# Introduction

Typically, hyper-parameter tuning is performed by doing a grid serach over the space of hyper-parameter values.

However, the space of hyper-parameter values can be large. 

Training multiple models over the range of hyper-parameter values can be time consuming even with parallelization. 

Randomized algorithms for hyper-parameter search exist and may provide satisfactory results at low computation cost, e.g. RandomizedSearchCV and HalvingRandomSerachCV in scikit-learn. Nevertheless, we can still miss out on a better configuration for the model.

Surrogate models allow optimal hyper-parameter search in a non-exhaustive way, guiding the search towards more promising candidates.

In this notebook, we train an XGBoost model to predict a model score associated to a hyper-parameter value. This way, we do not have to run a complete trining to calculate model score.

The general algorithm can be summarized as follows: n configurations are randomly drawn. The surrogate model performs a gain estimation for each one. the most promising configuration is then actually tested on the model to be trained. the gain obtained is reused to enrich the urrogate model.

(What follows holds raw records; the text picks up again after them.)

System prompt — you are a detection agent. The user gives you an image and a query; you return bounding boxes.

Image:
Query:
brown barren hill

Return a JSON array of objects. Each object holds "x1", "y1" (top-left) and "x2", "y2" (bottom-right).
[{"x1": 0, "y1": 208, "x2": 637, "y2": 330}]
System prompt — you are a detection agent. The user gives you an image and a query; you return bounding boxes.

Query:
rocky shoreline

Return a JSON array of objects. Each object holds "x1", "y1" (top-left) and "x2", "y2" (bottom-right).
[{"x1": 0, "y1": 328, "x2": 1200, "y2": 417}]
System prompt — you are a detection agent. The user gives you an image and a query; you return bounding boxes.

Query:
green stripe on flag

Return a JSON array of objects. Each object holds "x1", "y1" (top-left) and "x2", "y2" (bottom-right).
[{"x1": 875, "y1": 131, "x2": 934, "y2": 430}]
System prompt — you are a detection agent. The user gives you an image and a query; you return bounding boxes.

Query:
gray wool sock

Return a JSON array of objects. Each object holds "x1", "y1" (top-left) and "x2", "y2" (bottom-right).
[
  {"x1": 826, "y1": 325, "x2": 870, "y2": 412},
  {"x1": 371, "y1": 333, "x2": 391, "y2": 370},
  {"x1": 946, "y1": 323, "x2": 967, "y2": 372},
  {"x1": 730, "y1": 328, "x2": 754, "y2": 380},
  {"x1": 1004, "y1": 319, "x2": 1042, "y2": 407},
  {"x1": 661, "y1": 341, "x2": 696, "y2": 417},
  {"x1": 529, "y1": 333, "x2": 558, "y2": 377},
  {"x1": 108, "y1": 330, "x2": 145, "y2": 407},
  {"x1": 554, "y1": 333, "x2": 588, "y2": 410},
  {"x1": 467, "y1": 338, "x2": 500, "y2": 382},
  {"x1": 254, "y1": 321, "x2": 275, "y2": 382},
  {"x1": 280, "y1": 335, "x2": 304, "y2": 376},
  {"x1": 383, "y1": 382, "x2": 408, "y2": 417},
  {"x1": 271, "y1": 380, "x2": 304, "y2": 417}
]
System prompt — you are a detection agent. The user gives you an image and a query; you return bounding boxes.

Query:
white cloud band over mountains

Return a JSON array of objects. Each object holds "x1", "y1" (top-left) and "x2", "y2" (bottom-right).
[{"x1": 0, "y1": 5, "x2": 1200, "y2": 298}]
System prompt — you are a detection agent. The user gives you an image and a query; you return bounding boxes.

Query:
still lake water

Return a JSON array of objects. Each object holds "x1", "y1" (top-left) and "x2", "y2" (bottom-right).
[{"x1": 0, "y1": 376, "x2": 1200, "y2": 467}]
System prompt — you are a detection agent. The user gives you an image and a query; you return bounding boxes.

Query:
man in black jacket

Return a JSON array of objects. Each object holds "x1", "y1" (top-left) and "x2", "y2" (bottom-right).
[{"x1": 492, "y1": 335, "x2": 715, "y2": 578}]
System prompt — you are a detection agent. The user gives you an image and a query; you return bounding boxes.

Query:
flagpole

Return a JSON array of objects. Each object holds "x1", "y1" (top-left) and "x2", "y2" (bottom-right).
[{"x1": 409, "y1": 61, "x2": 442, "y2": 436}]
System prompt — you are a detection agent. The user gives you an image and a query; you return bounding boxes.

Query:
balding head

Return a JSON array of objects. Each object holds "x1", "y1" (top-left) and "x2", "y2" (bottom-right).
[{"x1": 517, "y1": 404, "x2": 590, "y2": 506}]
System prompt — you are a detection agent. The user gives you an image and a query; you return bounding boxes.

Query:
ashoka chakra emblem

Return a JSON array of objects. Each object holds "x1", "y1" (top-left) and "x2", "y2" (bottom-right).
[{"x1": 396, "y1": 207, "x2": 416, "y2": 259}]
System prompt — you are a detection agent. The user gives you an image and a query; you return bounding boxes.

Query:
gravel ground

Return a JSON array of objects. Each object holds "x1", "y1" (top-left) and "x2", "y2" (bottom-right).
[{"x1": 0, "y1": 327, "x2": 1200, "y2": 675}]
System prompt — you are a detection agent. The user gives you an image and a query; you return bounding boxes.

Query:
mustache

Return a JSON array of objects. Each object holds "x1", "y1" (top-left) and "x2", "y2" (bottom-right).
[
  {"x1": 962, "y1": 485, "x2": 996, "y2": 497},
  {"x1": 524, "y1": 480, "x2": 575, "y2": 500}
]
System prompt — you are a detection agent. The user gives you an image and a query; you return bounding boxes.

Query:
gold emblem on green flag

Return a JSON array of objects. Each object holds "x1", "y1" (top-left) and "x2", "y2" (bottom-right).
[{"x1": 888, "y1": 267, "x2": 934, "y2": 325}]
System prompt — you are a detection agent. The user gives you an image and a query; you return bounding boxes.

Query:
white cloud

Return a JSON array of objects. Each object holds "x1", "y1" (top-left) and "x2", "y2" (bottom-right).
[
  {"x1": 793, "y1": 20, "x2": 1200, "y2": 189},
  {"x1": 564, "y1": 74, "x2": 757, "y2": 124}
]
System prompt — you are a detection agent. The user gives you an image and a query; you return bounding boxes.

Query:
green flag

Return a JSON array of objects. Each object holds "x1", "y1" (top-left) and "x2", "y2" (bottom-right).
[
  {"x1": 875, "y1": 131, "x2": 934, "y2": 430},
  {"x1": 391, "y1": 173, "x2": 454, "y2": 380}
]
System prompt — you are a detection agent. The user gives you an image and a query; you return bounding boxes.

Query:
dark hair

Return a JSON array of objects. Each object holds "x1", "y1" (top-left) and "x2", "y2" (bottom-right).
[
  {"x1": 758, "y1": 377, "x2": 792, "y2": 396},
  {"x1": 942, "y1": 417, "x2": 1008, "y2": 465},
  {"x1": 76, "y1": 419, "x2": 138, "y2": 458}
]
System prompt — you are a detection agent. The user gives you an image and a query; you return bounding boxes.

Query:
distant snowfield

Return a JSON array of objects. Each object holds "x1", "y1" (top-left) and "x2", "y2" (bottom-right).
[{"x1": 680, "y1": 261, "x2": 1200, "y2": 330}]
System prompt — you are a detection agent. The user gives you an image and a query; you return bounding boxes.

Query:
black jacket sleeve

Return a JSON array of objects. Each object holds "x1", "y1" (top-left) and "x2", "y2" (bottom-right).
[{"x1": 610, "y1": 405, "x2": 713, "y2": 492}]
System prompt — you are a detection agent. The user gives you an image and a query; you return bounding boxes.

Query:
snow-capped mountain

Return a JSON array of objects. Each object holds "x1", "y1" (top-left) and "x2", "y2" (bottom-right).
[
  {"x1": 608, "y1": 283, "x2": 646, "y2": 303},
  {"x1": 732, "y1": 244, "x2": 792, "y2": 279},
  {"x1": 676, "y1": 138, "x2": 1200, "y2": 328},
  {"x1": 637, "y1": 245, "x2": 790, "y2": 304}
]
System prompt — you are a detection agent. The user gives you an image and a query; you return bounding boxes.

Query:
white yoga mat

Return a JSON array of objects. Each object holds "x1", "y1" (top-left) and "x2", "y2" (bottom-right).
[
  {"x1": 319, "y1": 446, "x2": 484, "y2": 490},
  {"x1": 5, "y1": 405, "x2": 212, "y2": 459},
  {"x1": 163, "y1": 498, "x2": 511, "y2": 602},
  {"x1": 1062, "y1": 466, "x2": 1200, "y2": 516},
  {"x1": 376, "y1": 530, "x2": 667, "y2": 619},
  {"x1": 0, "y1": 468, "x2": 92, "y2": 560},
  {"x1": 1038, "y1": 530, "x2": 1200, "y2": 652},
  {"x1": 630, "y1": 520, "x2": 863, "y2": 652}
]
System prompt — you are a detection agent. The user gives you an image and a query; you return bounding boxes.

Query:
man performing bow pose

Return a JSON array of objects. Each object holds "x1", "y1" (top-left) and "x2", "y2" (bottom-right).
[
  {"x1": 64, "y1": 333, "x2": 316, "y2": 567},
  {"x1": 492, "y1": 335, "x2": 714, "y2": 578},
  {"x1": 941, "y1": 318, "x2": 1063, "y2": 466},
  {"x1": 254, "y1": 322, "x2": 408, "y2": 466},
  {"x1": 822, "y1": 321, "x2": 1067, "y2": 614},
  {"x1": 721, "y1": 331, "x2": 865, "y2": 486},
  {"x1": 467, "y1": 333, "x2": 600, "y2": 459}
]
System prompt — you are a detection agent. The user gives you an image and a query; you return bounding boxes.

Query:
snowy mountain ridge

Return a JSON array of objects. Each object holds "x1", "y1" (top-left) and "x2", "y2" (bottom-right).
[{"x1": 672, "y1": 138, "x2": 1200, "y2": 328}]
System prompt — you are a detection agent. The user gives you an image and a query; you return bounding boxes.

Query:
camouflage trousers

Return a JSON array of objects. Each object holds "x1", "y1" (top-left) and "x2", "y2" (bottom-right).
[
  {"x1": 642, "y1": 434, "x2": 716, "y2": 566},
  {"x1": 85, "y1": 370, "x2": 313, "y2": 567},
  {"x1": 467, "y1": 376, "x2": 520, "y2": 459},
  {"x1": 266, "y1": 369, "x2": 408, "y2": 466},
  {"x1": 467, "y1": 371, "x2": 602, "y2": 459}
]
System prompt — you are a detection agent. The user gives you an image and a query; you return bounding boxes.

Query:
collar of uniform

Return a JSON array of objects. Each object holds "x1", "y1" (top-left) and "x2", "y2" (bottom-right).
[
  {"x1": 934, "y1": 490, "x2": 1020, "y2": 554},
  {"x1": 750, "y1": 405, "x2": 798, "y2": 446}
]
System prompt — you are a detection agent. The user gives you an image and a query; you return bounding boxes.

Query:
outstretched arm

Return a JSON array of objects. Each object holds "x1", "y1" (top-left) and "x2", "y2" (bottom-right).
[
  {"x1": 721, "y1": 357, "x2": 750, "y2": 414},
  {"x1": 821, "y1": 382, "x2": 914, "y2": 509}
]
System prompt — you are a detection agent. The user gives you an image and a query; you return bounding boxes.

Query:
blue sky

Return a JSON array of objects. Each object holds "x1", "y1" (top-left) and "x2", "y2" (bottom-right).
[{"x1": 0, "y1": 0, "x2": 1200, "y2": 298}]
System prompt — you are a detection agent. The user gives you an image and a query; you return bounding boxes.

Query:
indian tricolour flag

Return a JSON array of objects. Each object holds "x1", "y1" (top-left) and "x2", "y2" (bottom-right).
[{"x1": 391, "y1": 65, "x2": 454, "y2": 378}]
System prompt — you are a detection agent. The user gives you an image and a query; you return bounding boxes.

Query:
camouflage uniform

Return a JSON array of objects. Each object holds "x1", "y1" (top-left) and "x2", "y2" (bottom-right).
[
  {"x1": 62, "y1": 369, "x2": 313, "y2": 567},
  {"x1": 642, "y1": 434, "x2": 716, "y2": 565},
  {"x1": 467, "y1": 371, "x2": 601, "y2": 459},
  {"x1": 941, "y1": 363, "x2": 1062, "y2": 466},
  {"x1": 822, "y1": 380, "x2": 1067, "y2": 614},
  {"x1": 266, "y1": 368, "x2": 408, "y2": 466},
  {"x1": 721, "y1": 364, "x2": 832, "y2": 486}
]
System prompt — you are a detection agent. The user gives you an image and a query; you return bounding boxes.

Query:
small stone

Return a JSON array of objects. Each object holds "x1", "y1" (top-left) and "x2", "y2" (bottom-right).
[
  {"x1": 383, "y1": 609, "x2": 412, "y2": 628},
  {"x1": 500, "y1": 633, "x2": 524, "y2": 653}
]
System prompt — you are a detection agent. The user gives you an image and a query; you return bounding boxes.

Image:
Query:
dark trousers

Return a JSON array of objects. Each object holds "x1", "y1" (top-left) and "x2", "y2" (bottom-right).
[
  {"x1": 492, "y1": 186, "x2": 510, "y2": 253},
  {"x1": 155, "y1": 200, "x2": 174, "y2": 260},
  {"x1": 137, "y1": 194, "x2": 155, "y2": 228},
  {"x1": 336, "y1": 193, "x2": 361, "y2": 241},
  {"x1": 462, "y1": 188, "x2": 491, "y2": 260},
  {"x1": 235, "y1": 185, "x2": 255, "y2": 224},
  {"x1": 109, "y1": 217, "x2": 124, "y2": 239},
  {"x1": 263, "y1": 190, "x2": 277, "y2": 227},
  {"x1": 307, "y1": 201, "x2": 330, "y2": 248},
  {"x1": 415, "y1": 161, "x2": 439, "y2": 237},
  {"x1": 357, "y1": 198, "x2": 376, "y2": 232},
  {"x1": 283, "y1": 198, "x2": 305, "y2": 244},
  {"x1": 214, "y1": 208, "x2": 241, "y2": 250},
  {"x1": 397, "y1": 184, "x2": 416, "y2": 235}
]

As a case study, we apply the hyper-parameter model to the Boston dataset and compare results.

# Acknowledgment

This python notebook is an implementation of the Optimizer in Chapter 6 of "Practical Gradient Boosting" by Guillaume Saupin

# Configuration space and sampling

There are two prerequisites for finding an optimal hyper-parameter configuration:

    1) It is necessary to be able to describe this space of exploration.
    
    2) It is necessary to be able to sample configurations of this space.
    
The CongifSpace library in python makes this possible.

In [1]:
from ConfigSpace import ConfigurationSpace
from ConfigSpace.hyperparameters import CategoricalHyperparameter, UniformFloatHyperparameter, UniformIntegerHyperparameter

num_trees = UniformIntegerHyperparameter("num_trees", 10, 50, default_value = 10)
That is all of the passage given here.